The word “love” is one of the most used and most misused nowadays.
There is little or none LOVE behind what is being sold under this name. But there is still much love between people. And there is even more need of love.
The 14 February is such an example of the mankind’s longing for true love, albite through the cheap selling of the love story. Well I cannot blame the mankind for that 🙂 For I know that behind it there is a vast and deep desire for something genuine, eternal and sacred.
This is a good enough reason to re-post my earlier post about Romantic Love.
This post follows Romantic Love: A book EVERY Western man should read and quotes Robert A. Johnson’s bestseller “Understanding the Psychology of romantic love” . I arranged it the way that it gives the essence of author’s investigations on the topic, but please do read the book, it’s so insightful!
Below you will find the brilliant differentiation between the so called romantic love and true love. After reading this post, be prepared for the next in which you will lean about the amazing potential of romantic love. In the meanwhile, let’s meditate on the truthful lines below.
WHAT IS ROMANTIC LOVE?
Romantic love is the single greatest energy system in the Western psyche. In our culture it has supplanted religion as the arena in which men and women seek meaning, transcendence, wholeness, and ecstasy…We are so accustomed to living with the beliefs and assumptions of romantic love that we think it is the only form of “love” on which marriage or love relationships can be based. We think it is the only “true love”. But there is much that we can learn from the East about this. In Eastern countries, like those of India and Japan, we find that married couples love each other with great warmth, often with a stability and devotion that puts us to shame. But their love is not “romantic love” as we know it. They don’t impose the same ideals on their relationships, nor do they impose such impossible demands and expectations on each other as we do.

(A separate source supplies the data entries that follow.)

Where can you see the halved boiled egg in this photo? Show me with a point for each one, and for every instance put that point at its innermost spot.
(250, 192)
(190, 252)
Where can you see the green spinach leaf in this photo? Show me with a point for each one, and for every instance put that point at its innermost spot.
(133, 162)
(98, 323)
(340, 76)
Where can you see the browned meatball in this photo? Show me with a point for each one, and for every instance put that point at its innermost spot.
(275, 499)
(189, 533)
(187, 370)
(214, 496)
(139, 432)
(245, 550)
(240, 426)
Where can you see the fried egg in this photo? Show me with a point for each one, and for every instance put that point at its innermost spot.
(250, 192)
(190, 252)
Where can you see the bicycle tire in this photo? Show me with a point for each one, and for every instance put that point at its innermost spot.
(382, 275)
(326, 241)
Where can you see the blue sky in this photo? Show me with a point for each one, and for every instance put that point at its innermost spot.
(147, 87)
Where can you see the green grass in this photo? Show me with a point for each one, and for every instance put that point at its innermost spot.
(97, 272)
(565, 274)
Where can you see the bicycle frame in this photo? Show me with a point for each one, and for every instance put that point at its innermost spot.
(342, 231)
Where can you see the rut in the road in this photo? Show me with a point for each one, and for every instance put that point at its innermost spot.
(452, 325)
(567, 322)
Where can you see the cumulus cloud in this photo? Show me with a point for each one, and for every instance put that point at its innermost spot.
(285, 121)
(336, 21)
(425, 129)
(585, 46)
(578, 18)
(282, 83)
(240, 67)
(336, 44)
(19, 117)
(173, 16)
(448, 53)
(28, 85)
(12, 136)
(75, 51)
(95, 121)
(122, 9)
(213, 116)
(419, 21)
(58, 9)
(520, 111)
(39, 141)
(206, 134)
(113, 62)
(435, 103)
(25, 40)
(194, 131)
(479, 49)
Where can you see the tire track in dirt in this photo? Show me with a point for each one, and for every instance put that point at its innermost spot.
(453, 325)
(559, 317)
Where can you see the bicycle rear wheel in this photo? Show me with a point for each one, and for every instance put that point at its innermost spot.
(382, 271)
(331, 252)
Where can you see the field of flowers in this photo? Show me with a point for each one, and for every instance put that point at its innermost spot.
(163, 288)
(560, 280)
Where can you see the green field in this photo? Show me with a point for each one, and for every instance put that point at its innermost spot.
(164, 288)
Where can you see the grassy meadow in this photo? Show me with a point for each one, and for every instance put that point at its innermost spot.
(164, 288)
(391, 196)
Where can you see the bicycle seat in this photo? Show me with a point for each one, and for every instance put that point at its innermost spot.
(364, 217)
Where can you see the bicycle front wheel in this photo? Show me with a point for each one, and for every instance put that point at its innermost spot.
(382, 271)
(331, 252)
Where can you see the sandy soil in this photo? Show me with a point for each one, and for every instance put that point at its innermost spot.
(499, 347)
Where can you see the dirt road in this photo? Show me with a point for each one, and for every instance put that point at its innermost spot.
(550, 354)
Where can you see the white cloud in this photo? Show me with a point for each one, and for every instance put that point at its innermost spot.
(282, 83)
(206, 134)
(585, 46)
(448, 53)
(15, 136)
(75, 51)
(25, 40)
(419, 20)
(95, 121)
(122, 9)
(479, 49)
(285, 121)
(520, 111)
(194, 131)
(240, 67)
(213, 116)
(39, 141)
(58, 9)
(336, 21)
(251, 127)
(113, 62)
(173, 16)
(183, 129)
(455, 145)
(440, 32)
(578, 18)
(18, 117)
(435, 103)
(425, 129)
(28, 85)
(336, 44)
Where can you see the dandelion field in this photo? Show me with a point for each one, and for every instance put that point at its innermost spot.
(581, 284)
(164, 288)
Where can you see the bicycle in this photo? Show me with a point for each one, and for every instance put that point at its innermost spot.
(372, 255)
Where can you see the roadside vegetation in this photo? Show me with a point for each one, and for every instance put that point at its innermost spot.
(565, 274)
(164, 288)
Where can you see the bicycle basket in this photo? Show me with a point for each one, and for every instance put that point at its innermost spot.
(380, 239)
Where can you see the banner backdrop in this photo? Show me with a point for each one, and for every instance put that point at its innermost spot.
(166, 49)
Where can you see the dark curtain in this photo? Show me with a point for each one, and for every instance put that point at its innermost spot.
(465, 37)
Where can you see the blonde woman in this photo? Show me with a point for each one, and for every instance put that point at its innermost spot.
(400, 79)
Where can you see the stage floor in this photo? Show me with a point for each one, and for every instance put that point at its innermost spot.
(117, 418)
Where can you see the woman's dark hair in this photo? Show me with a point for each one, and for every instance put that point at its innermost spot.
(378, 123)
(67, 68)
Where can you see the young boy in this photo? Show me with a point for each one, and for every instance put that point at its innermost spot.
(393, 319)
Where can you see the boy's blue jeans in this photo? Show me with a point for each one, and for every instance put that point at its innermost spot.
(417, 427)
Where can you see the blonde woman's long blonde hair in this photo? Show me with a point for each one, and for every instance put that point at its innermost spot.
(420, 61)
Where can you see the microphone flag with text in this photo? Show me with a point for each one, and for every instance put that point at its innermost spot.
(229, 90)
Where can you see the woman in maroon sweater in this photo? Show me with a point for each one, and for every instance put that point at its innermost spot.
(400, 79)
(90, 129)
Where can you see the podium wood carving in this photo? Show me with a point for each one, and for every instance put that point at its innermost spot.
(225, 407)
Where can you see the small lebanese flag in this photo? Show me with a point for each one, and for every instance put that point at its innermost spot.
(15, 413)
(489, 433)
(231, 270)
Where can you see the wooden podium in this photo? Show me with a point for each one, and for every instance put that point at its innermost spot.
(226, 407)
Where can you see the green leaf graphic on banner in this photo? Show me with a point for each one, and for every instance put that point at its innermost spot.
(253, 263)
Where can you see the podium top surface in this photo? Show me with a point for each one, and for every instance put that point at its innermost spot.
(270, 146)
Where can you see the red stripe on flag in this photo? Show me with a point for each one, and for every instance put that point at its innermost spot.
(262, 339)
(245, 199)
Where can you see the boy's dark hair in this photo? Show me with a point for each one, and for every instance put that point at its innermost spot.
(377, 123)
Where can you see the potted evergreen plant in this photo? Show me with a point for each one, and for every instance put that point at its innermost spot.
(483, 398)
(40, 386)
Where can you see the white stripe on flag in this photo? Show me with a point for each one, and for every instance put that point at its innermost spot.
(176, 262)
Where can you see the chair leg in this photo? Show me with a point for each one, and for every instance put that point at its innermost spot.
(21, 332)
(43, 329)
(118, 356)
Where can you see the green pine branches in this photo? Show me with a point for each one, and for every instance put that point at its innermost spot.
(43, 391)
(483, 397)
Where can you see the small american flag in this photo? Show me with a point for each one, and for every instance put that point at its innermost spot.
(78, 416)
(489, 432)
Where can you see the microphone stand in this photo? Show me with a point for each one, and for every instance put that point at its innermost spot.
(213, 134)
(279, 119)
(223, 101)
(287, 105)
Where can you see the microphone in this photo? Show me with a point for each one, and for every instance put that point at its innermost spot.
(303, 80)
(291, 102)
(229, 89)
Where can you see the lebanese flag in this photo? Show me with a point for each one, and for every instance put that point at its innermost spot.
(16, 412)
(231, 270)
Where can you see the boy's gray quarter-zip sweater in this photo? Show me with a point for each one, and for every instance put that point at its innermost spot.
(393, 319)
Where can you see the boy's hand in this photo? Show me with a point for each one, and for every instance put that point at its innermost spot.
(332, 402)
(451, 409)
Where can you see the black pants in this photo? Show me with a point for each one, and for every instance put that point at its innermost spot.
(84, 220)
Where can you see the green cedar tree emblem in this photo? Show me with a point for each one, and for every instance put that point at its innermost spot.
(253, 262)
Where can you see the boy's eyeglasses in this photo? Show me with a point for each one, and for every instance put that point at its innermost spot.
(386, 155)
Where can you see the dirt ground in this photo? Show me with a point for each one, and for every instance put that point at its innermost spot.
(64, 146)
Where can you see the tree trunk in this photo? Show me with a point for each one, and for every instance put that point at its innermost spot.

Romantic love has existed throughout history in many cultures. We find it in the literature of ancient Greece, the Roman empire, ancient Persia, and feudal Japan. But our modern Western society is the only culture in history that has experienced romantic love as a mass phenomenon. We are the only society that makes romance the basis of our marriages and love relationships and the cultural ideal of “true love”.
One of the greatest paradoxes in romantic love is that it never produces human relationships as long as it stays romantic. It produces drama, daring adventures, wondrous, intense love scenes, jealousies, and betrayal; but people never seem to settle into relationship with each other as flesh-and-blood human beings until they are out of the romantic love stage, until they love each other instead of “being in love”.
Romance, in its purest form, seeks only one thing – passion. It is willing to sacrifice everything else – every duty, obligation, relationship, or commitment – in order to have passion.
DIFFERENCE BETWEEN ROMANTIC LOVE AND TRUE LOVE
People become so wearied of the cycles and dead ends of romance that they begin to wonder if there is such a thing as “love”. There is. But sometimes we have to make profound changes of attitude before we can see what love is and make room for love in our lives. Love between human beings is one of the absolute realities of human nature.
Love is the one power that awakens the ego to the existence of something outside itself, outside its plans, outside its empire, outside its security. Thus love by its very nature the exact opposite of egocentricity. Love is utterly distinct from our ego’s desires and power plans. It leads in different direction: toward the goodness, the value, and the needs of the people around us. In its very essence, love is appreciation, a recognition of another’s value: It moves a man to honor a woman rather that use her, to ask himself how he might sere her. And if this woman is relation to him through love, she will take the same attitude toward him.
This is the main distinction between human love and romantic love: Romance must, by its very nature, deteriorate into egotism. For romance is not a love that is directed at another human being; the passion of romance is always directed at our own projections, our own expectation, our own fantasies. In a very real sense it is a love not of another person, but of oneself.
Romantic love can only last so long as a couple are “high” on one another, so long as the money lasts and the entertainments are exiting. True love is content to do things that ego is bored with. Love is wiling to work with the other person’s moods and unreasonabilites. Love is willing to fix breakfast and balance the checkbook. Human love sees another person as an individual and makes an individualized relationships to him or her. Romantic love sees the other person only as a role player in the drama.
Human love necessarily includes friendship withing a relationship, between husband and wife. In romantic love there is no friendship. Romance and friendship are utterly opposed energies, natural enemies with completely opposing motives. Sometimes people say” I don’t want to be friends with my husband (or wife); it would take all the romance out of our marriage”. In one of the Hindu rites of marriage, the bride and groom make each other a solemn statement: “You will be my best friend.”
WHAT WE CAN DISCOVER
We can’t pretend that we have an Eastern psyche rather than a Western psyche. We have to deal with our own Western unconscious and our own Western wounds; we have to find the healing balm within our own Western soul. But we can learn that human relationship is inseparable from friendship and commitment. We can learn that the essence of love is not to use the other to make us happy but to serve and affirm the one we love.
And we can discover, to our surprise, that what we have needed more that anything was not so much to be loved, as to love.